P-amylase concentrations were measured in accordance with the standard method of the Japan Society of Clinical Chemistry (JSCC). Namely, residual AMY activity, as determined according to an S-AMY inhibition assay using anti-human salivary gland amylase (S-AMY), was measured using a method that complied with the IFCC recommended method.

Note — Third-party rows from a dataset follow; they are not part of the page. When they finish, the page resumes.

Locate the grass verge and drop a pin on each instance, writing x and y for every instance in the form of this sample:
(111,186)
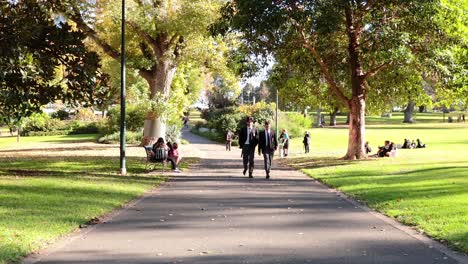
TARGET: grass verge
(424,188)
(45,197)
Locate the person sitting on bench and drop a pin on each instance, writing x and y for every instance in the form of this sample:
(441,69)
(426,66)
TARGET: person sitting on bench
(161,145)
(173,154)
(420,144)
(367,147)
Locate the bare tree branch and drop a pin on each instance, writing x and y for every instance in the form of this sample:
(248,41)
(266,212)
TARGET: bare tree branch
(374,70)
(147,37)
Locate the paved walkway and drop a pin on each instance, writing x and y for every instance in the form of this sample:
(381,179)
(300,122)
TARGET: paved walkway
(214,215)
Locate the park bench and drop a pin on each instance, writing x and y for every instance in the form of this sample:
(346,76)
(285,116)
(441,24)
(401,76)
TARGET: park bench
(393,153)
(160,156)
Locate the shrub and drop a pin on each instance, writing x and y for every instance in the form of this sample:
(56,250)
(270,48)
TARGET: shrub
(41,122)
(295,123)
(225,119)
(134,118)
(85,128)
(86,114)
(61,114)
(47,133)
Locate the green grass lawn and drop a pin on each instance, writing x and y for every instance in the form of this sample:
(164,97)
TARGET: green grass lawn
(43,197)
(425,188)
(397,118)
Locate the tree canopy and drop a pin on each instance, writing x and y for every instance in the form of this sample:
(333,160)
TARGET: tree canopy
(43,60)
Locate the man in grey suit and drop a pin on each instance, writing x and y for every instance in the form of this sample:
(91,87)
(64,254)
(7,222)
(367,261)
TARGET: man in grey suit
(248,140)
(267,144)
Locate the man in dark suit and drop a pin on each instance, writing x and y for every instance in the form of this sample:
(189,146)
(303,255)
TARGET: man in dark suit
(267,144)
(248,140)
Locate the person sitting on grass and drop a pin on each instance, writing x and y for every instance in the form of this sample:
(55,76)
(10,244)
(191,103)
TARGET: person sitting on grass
(385,150)
(420,144)
(161,145)
(406,144)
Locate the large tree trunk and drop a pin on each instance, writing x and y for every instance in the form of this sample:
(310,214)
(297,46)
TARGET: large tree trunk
(159,80)
(357,130)
(409,112)
(357,104)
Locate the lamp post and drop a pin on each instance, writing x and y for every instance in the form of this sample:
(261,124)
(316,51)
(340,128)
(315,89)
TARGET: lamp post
(123,169)
(276,113)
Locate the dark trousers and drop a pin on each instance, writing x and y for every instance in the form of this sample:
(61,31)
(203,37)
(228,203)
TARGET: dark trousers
(172,160)
(248,154)
(267,158)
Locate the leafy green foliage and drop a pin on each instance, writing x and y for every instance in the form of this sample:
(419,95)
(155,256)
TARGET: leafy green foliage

After defining the standard concentration of the enzymatic activity concentration of P-amylase to be 5000 U/L, specimens having a P-amylase concentration of equal to or higher than the standard concentration were evaluated as suitable for testing, while specimens having a P-amylase concentration lower than the standard concentration were evaluated as unsuitable for testing. The results of measuring the P-amylase concentration of each specimen along with the results of evaluating each specimen based on P-amylase concentration are shown in Table 7 along with the CEA concentrations, color evaluations and pH evaluations of Reference Example 2 and Example 2. Specimens indicated with a circle (◯) in the “P-amylase concentration evaluation” column represent specimens that were evaluated as suitable for testing based on the standard value (5000 U/L), while specimens indicated with an × represent specimens that were evaluated as unsuitable for testing.

TABLE 7

Pancreatic Cancer Specimens

	CEA			P-amylase	P-amylase
Specimen	concentration	Color		concentration	concentration
No.	(ng/mL)	evaluation	pH evaluation	(U/L)	evaluation

F1	415	◯	◯	18200	◯
F5	130	◯	◯	86900	◯
F55	440	◯	◯	38400	◯
F57	1600	◯	◯	75300	◯
F67	55	◯	◯	75400	◯
S71	200	◯	◯	97900	◯
S136	70	◯	◯	2600	X
S144	240	◯	◯	475100	◯
F9	80	X	◯	9500	◯
M7	54	◯	◯	3200	X
M11	30	◯	X	46700	◯

Seven specimens were selected based on the color, pH and P-amylase concentration standards of the duodenal fluid samples. Sensitivity as determined from the CEA concentrations of the seven selected specimens was 85.7% (6/7) and sensitivity results improved as a result of that screening. On the basis of these results, duodenal fluid samples suitable for testing for a pancreatic disease marker were determined to be able to be selected by using the color, pH and P-amylase concentration of duodenal fluid samples as indicators. Namely, on the basis of these results, it was determined that whether or not a duodenal fluid sample can be subjected to testing for a pancreatic disease marker can be evaluated by using the color and P-amylase of that duodenal fluid sample as indicators, and that test sensitivity can be improved by selecting duodenal fluid samples based on color and P-amylase concentration.